When Machines Outsmart PhD Biologists
Anthropic just dropped a benchmark that should make every scientist pay attention. BioMysteryBench puts AI models through 99 real bioinformatics challenges, using raw, messy datasets from actual research, think unprocessed DNA sequences and clinical samples. The twist: these aren't textbook problems with neat answers. They're the kind of open-ended puzzles that keep PhD students up at night.

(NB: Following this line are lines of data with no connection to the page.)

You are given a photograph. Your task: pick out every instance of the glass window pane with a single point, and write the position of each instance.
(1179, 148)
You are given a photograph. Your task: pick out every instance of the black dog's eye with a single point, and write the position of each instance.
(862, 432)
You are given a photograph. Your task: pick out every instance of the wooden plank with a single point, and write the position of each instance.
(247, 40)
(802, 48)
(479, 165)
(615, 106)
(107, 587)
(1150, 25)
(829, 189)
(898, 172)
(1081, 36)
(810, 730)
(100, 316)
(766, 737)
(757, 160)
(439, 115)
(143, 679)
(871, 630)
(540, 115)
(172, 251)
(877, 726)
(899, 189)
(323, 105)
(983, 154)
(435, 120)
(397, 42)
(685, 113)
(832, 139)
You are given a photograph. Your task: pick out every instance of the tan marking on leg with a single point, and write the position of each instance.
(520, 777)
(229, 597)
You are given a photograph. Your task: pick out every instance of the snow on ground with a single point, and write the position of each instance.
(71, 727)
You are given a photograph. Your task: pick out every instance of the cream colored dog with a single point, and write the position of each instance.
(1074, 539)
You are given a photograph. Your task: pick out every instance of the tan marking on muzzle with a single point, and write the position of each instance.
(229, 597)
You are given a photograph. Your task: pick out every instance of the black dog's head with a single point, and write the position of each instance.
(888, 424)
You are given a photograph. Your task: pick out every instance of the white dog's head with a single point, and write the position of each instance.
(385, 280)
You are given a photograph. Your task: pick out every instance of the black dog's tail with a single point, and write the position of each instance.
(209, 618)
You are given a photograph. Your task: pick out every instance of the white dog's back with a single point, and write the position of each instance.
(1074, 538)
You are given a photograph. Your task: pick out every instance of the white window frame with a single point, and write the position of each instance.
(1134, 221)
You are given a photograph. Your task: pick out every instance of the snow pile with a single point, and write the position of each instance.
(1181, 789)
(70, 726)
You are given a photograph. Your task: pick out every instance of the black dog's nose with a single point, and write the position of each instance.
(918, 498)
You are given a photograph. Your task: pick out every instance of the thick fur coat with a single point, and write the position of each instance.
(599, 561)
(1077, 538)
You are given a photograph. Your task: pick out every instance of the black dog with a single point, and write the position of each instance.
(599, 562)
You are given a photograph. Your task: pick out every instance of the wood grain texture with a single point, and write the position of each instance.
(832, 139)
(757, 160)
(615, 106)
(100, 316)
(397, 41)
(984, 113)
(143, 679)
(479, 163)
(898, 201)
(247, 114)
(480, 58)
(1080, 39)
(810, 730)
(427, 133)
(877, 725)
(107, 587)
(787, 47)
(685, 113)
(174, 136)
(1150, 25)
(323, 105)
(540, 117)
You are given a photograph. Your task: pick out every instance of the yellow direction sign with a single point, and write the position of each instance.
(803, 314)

The results are striking. Claude's latest models solve the majority of tasks that trained human experts can handle, and on 23 problems that a panel of five domain experts couldn't crack, Claude Mythos Preview nailed 30% of them. How? By combining knowledge from hundreds of thousands of papers and layering multiple analytical strategies when uncertain, essentially doing what a room full of specialists would do, but faster and in a single run.

Genentech and Roche independently confirmed this trajectory with their own CompBioBench, where Claude Opus 4.6 reached 81% overall accuracy and 69% on the hardest questions. Two separate benchmarks, same conclusion: AI is no longer just keeping pace with biologists, it's pulling ahead on some of the hardest problems.

AI models are crossing a threshold where they reliably match, and sometimes exceed, human expert performance on real biological data analysis. This could dramatically accelerate drug discovery, genomics research, and our understanding of disease.